Overall, the massive Arctic emphasis is a positive, surprising but challenging result for the Trudeau government.
The most attractive element is the strong emphasis on broadening and deepening bilateral dialogue and cooperation at the highest level between the two governments on the North American Arctic, a formulation and perspective that has been historically lacking. But there are big challenges ahead in terms of implementation. There are ominous constitutional, political and budgetary constraints on carrying out the broad climate change promises of both administrations, which will affect their Arctic dimensions.
Canada has just signed on in midstream to a central Obama legacy strategy adapted to the Arctic during the president’s GLACIER visit to Alaska this summer, under the umbrella of their Arctic Council chairmanship. The Obama policy of unprecedented executive branch climate change activism has brought praise from the environmental community, but is not supported by Congress, in particular by senators from Alaska, who strongly criticized the Obama/Trudeau meeting’s Arctic outcome.
Unfortunately, U.S. Alaska senators Murkowski and Sullivan and the governor of Alaska were not consulted by the U.S. government on the agreements reached.

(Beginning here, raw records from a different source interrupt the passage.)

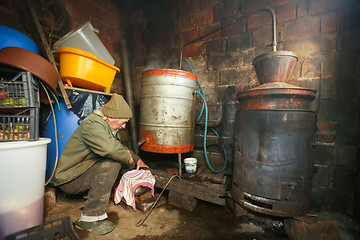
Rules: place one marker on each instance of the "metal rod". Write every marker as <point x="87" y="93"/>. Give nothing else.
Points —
<point x="141" y="221"/>
<point x="273" y="16"/>
<point x="179" y="155"/>
<point x="129" y="92"/>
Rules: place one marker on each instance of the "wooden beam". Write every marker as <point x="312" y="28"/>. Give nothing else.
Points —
<point x="48" y="51"/>
<point x="208" y="192"/>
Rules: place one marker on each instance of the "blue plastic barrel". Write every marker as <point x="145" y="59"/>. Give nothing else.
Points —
<point x="66" y="124"/>
<point x="10" y="37"/>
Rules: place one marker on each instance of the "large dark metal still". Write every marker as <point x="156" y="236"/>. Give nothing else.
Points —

Senator Murkowski chairs the Senate Energy and Natural Resources Committee and was one of Canada’s strongest supporters of the Keystone XL pipeline.
The Arctic policy of Canada’s previous prime minister, Stephen Harper, tilted somewhat toward Arctic responsible economic development over pure environmental priorities. This position is broadly supported by Alaska and the Territories, and by Canadian and American Arctic indigenous peoples. This created an unspoken alliance on Arctic issues between northern Canadians and the Alaskans, which may not now be sustainable.

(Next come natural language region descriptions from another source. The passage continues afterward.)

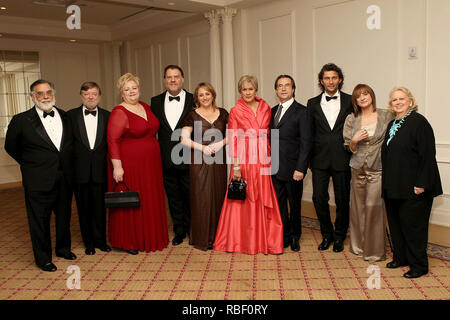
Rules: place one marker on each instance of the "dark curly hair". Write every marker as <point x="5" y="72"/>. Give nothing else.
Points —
<point x="331" y="67"/>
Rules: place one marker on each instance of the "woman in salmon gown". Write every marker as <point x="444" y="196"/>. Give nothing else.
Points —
<point x="135" y="160"/>
<point x="252" y="225"/>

The risk is that President Obama and many of his executive climate change and Arctic policies and people will be gone in less than a year, but the toxic atmosphere with the Congressional leadership and Alaska and the new administration will remain. Canada could suffer collateral damage in other bilateral areas from signing on so enthusiastically to the Obama climate change agenda.

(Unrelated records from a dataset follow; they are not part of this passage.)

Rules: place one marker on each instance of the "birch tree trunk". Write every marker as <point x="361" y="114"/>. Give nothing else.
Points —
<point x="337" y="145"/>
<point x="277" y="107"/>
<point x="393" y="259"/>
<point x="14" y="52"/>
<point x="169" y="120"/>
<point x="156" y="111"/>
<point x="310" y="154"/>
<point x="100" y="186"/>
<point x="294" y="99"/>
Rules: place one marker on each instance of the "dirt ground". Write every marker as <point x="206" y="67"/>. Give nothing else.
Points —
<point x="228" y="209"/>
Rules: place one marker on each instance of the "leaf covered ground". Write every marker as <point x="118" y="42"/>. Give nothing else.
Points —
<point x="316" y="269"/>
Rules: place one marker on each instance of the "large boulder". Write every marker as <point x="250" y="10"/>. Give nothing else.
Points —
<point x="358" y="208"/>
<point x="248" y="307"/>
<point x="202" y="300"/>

The way for Canada to square this circle is to try to lock the most positive and broadly agreed elements of the agreement into place in the next eight months through the creation of a formal high-level bilateral Arctic consultative mechanism and web of sub-agreements that will largely survive the transition. This binational ministerial mechanism would manage Canada-U.S. Arctic relations in a balanced and integrated way, from real economic development to improved continental defence, to achievable climate change and environment goals, to seriously incorporating indigenous voices and urgent northern social and educational needs.
Implementing the Trudeau/Obama Arctic policy will require new Canadian cabinet, ministerial and senior official machinery to support this effort and form a base for consultations with other stakeholders. This will not be easy or cheap as federal Arctic policy now is seriously decentralized and underfunded.
Fortunately, a framework for federal Arctic leadership and investment exists. The government has just been presented with former minister David Emerson’s long-term economic plan for the North as part of his excellent report on transforming Canada’s marine, road and rail transport system to boost Canadian economic development for the benefit of all Canadians.
Will the government put its money where its mouth is and operationalize the Washington agreements reached by developing a new Canadian Arctic policy and a suite of new well-funded national and bilateral Arctic programs? One awaits the next budget for a clue.
This article first appeared on Arctic Deeply.